Het is vandaag tien jaar geleden dat de CD “Nocturne” uitkwam van Soetkin Collier (foto Thesupermat via Wikipedia) met daarop haar versie van de Middelnederlandse ballade “Het daghet inden Oosten”.
Afkomstig van het Germaanse wachterslied drukt een alba of aubade het afscheid van twee geliefden bij het morgenkrieken uit, wat dus een onwettige verhouding suggereert en derhalve allesbehalve platonisch is, denken we maar aan de afscheidsscène uit “Romeo en Julia”. Maar dan zitten we al heel wat verder in de geschiedenis natuurlijk. In de Middelnederlandse literatuur gelden “Het viel eens hemels douwe” en de aanhef van “Het daghet inden Oosten” als voorbeeld.
`Het daghet inden Oosten
Het lichtet overal;
Hoe luttel weet mijn liefken,
Och, waer ick henen sal.’
`Och warent al mijn vrienden
Dat mijn vianden zijn,
Ick voerde u uuten lande,
Mijn lief, mijn minnekijn.’
`Dats waer soudi mi voeren,
Stout ridder wel gemeyt.
Ik ligge in myns liefs armkens,
Met grooter waerdicheyt.’
`Ligdy in uws liefs armen?
Bilo, ghi en segt niet waer:
Gaet henen ter linde groene,
Versleghen so leyt hi daer.’
Tmeysken nam haren mantel
Ende si ghinc eenen ganck
Al totter linde groene,
Daer si den dooden vant.
`Och, ligdy hier verslaghen,
Versmoort al in u bloet!
Dat heeft gedaen u roemen
Ende uwen hoogheb moet.
Och, lichdy hier verslaghen,
Die mi te troosten plach!
Wat hebdy mi ghelaten
So menighen droeven dach.’
Tmeysken nam haren mantel
Ende si ghinck eenen ganck
Al voor haers vaders poorte,
Die si ontsloten vant.
`Och, is hier eenich heere
Oft eenich edel man,
Die mi mijnen dooden
Begraven helpen can?’
Die heeren sweghen stille,
Si en maecten gheen geluyt;
Dat meysken keerde haer omme,
Si ghinc al weenende uut.
Si nam hem in haren armen,
Si custe hem voor den mont,
In eender corten wijlen,
Tot also menigher stont.
Met sinen blancken swaerde
Dat si die aerde groef,
Met haer snee witten armen
Ten grave dat si hem droech.
`Nu wil ic mi gaen begeven
In een cleyn cloosterkijn,
Ende draghen swarte wijlen,
Ende worden een nonnekijn.’
Met hare claer stemme,
Die misse dat si sanck,
Met haer snee witten handen
Dat si dat belleken clanck.
De eerste twee strofen laten verschillende mogelijkheden toe.

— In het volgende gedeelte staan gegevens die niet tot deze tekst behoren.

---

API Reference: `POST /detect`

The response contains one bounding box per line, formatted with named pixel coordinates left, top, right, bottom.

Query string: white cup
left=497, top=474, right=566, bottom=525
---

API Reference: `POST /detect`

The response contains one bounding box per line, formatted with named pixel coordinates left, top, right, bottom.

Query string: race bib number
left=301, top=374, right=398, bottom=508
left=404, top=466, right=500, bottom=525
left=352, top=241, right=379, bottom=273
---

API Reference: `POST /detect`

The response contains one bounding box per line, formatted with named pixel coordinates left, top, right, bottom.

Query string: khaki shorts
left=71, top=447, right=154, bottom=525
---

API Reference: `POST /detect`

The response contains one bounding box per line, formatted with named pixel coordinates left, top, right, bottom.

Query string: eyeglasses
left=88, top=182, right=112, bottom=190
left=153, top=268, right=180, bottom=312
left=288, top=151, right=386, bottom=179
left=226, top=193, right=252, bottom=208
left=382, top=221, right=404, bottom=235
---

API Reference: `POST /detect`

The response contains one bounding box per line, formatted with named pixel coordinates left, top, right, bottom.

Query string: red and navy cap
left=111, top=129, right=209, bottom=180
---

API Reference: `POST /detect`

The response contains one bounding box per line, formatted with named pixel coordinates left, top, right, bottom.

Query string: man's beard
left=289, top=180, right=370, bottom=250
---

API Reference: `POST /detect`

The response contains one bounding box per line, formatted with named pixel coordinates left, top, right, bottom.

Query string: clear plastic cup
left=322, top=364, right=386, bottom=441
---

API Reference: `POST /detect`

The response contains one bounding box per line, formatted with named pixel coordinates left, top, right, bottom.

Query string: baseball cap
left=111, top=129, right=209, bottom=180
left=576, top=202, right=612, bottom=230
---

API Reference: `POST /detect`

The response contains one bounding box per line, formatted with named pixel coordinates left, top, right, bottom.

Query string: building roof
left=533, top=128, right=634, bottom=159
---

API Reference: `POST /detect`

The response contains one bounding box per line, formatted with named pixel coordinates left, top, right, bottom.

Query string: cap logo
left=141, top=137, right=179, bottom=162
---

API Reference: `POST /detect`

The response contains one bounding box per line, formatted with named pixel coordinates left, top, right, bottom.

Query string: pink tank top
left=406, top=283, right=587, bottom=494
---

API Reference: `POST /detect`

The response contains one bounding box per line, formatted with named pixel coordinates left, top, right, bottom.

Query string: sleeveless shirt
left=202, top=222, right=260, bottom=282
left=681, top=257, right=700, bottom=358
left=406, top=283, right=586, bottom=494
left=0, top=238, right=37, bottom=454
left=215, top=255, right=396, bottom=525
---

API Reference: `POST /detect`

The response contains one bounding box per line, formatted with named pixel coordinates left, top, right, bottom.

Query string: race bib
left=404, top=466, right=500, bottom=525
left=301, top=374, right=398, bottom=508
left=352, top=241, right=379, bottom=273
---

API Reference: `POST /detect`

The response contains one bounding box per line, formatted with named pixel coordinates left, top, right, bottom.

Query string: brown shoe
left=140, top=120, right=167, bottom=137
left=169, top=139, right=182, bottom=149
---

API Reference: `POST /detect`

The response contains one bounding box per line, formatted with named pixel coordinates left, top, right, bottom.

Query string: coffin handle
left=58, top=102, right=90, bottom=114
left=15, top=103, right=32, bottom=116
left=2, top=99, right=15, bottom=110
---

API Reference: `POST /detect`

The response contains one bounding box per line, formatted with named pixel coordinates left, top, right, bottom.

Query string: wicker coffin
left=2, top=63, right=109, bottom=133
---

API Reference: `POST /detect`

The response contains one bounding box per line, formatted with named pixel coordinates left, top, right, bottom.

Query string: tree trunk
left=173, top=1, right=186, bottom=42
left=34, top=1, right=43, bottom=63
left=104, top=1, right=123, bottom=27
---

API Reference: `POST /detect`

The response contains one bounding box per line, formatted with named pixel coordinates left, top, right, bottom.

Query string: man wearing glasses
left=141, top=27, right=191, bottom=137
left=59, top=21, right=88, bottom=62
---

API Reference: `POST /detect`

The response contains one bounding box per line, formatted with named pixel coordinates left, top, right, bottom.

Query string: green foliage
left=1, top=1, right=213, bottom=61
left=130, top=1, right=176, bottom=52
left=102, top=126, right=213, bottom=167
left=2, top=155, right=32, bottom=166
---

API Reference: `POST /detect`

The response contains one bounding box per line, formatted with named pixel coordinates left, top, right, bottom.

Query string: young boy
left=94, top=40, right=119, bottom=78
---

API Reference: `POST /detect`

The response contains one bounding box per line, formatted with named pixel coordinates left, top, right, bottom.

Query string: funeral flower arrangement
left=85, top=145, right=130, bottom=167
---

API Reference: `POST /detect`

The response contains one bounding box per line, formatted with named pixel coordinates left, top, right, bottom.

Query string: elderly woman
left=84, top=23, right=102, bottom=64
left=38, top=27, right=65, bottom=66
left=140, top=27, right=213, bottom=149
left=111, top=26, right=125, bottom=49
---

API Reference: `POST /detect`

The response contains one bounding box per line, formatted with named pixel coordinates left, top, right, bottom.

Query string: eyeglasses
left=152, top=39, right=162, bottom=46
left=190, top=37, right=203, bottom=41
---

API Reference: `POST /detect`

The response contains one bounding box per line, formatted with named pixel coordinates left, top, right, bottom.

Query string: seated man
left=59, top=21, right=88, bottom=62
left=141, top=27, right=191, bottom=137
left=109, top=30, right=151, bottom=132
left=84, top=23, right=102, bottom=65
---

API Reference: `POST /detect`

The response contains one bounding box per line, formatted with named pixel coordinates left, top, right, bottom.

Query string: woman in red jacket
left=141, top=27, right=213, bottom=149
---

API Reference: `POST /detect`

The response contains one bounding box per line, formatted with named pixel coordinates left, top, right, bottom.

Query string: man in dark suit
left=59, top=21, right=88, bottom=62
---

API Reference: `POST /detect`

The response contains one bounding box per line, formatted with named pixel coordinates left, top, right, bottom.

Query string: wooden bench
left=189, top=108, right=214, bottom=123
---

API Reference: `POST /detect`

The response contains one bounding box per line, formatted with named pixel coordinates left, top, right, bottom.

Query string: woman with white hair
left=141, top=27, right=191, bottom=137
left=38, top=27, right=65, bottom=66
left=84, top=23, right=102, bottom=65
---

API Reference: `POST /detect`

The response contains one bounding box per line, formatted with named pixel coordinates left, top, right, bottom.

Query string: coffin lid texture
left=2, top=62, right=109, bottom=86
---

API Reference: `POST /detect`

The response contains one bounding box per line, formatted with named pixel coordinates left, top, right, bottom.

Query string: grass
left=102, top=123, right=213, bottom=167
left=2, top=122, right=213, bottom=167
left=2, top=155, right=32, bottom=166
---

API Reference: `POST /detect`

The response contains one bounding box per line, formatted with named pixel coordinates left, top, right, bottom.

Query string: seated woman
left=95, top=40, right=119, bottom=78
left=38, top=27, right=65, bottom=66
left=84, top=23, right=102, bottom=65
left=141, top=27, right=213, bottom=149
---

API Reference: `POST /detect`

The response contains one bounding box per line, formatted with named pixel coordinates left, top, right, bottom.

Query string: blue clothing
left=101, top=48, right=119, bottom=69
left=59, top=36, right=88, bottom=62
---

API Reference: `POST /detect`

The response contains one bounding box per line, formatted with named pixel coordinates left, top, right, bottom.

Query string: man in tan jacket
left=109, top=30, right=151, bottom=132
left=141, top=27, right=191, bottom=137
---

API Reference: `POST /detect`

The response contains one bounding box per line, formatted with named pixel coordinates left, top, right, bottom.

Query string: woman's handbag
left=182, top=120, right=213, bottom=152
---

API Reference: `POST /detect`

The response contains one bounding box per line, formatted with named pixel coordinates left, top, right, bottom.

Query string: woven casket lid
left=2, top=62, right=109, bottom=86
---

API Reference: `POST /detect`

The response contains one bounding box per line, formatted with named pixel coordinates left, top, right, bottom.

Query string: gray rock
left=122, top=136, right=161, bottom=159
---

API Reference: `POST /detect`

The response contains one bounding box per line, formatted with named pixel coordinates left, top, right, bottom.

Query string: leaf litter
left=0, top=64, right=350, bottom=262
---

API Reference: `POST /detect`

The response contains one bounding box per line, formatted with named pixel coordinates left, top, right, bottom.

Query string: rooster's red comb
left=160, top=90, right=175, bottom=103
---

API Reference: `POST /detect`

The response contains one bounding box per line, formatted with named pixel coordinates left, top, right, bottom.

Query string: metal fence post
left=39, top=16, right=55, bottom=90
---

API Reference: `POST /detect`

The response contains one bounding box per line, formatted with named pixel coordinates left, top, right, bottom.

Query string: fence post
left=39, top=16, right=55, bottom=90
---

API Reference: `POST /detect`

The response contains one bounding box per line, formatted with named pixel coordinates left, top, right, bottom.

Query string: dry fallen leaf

Eerste oplossing: de eerste strofe wordt gezegd door de minnaar van het slapende meisje. Hij komt langs haar huis met een bang voorgevoel. Tussen de eerste en de tweede strofe vindt het duel plaats. De rivaal wordt achtervolgd door de vrienden en verwanten van de verslagene. Hij komt eveneens langs het huis van de jonkvrouw en hij stelt voor om samen het land uit te vluchten.
Tweede oplossing: de eerste strofe wordt gezegd door het meisje dat vroeg is opgestaan om haar geliefde tegemoet te gaan. Zij kijkt uit het raam en ziet hoe het dag wordt. De tweede strofe wordt dan gezegd door een andere ridder dan haar geliefde, namelijk iemand die in vete leeft met de familie van het meisje. In dat geval heeft het duel b.v. de vorige dag plaatsgehad.
Derde oplossing: zowel de eerste als de tweede strofe worden door de rivaal gezegd.
Derde strofe: het antwoord van het meisje. Zij antwoordt met een ironische vraag, gevolgd door een uitdagende leugen: “Ik heb al gekozen, mijn minnaar is bij me.”
Vierde strofe: de repliek van de ridder is bitter (een cynische herhaling van haar leugen in vraagvorm). Daarna volgt een brutale mededeling van de feiten. (Opm.: de linde was de boom van de liefde, van het gerecht en van de dood; hij stond op het midden van het dorpsplein.)
Zesde en zevende strofe: de dodenklacht van het meisje. “Gij zijt dood, ik moet levenslang verdrietig verder leven.” (“Uwen hooghen moet” = uw overmoed; “uw roemen” = zich beroemen op het feit dat hij de liefde van het meisje heeft gewonnen tegenover zijn rivaal.)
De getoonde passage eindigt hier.